Individual exemptions include:
- Shoppers who are enrolled in a federal or state food assistance program
- People who bring their own bags
Overall, the program is pretty simple. Just keep your own bags with you when you go shopping to save plastic and water waste.
The city provided information on where the bag fees will go. Right now, stores will keep four cents of each bag fee solely to cover the cost of transitioning into compliance with the program. This includes training employees and educating customers. The city keeps the remaining six cents for program administration and environmental conservation. For example, the city’s portion of the fee can go towards public education programs and providing free reusable bags to Denver residents. Notably, the fee can also be directed at environmental conservation efforts, including organizing community cleanups and investing in sustainable drainage system infrastructure.
At first glance, it seems the program might conflict with the provisions outlined in TABOR, Colorado’s intricate law that dictates how and when the state can collect taxes. The city has provided information on TABOR as well. Per the program guidelines, the bag fee is not a tax and no proceeds can be utilized for non-related government projects. Also, the fee cannot be labeled as revenue while calculating sales tax to any customer.
Impact on Denver
Denver City Council and CASR are hopeful the program will result in a significant reduction of paper and plastic bag use in the city. A reduction of disposable bag use will mean less bags are littering the community, putting animals and storm drains at less risk for harm. Ultimately, the success of the program relies on the effect of the bag fee on residents. The city is about to see if the majority of residents begin to bring their own bags, or if they accept the bag fee as an added expense.
In Europe, bringing your own bag to the store is commonplace. In the United States, local areas began to phase out plastic bag dependence, starting with Maui County, Hawa’ii in August 2008. Since then, dozens of local jurisdictions in 23 states implemented similar programs. Plastic bag fees exist statewide in California and Delaware. A resident survey in Washington D.C. found a 50% reduction of plastic bag use in the city after a similar program took effect.

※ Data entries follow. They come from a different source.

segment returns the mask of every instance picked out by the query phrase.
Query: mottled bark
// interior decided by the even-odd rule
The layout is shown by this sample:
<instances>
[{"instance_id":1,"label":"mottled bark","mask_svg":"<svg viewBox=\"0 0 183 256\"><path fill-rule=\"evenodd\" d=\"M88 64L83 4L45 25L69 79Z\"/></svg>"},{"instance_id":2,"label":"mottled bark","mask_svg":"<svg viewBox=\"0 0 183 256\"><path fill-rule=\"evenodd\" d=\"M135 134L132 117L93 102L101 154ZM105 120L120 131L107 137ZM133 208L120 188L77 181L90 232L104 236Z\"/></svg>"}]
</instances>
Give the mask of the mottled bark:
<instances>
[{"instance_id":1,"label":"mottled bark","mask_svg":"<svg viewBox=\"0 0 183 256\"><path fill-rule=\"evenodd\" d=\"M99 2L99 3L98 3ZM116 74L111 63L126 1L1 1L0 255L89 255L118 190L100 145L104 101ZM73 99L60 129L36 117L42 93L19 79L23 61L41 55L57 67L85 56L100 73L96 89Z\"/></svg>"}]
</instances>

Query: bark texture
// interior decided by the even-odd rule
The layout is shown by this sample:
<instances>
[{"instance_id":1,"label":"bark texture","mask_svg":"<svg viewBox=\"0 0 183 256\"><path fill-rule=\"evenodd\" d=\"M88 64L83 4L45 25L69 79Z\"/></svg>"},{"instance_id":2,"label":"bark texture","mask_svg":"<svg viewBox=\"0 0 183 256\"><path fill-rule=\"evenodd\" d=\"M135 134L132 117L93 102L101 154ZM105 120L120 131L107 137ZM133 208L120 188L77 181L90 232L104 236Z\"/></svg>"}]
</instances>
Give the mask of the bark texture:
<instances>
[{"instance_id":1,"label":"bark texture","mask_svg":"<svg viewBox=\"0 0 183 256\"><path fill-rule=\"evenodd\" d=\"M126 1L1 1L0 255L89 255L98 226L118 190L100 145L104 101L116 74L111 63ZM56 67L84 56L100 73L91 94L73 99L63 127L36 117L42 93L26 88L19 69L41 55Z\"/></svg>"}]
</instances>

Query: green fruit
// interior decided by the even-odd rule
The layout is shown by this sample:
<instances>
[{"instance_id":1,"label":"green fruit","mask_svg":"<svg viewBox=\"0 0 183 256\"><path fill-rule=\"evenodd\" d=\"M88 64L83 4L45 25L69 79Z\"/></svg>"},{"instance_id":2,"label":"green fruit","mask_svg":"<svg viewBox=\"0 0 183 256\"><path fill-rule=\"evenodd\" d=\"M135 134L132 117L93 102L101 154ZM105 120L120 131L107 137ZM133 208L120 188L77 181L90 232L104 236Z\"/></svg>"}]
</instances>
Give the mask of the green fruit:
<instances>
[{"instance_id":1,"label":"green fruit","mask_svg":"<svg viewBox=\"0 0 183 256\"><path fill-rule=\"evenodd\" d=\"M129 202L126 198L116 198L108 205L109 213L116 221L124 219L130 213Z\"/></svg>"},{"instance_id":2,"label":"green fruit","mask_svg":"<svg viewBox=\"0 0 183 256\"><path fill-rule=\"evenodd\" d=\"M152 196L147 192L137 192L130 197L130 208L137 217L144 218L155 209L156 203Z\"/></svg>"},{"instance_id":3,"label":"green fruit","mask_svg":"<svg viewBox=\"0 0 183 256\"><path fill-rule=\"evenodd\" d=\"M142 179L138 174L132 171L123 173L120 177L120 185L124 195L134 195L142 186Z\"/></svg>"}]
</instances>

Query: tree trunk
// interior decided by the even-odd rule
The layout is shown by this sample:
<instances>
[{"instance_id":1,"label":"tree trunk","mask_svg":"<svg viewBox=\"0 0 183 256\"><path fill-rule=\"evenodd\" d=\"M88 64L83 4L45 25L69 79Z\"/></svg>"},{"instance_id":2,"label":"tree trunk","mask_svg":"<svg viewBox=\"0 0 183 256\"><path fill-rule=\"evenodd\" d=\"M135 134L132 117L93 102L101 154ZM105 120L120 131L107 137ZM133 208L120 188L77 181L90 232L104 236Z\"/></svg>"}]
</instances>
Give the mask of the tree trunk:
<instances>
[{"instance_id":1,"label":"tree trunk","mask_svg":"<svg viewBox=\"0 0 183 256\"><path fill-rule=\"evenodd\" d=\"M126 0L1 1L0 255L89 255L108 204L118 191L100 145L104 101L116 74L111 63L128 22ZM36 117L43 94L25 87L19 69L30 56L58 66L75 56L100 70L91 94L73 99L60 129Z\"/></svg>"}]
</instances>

In Colorado, the following cities implemented bag fees before Denver: Aspen, Avon, Boulder, Carbondale, Crested Butte, Ridgway and Telluride.
“A similar bag fee in Boulder resulted in a 70% reduction in the usage of disposable bags,” said Black.
Many bag fee programs focus on plastic bags, with unintended consequences of paper bag dependence. Since Denver’s bag fee applies to paper and plastic, the city is more likely to see positive effects in disposable bag use reduction. CASR plans to collect data about program effectiveness after its roll out.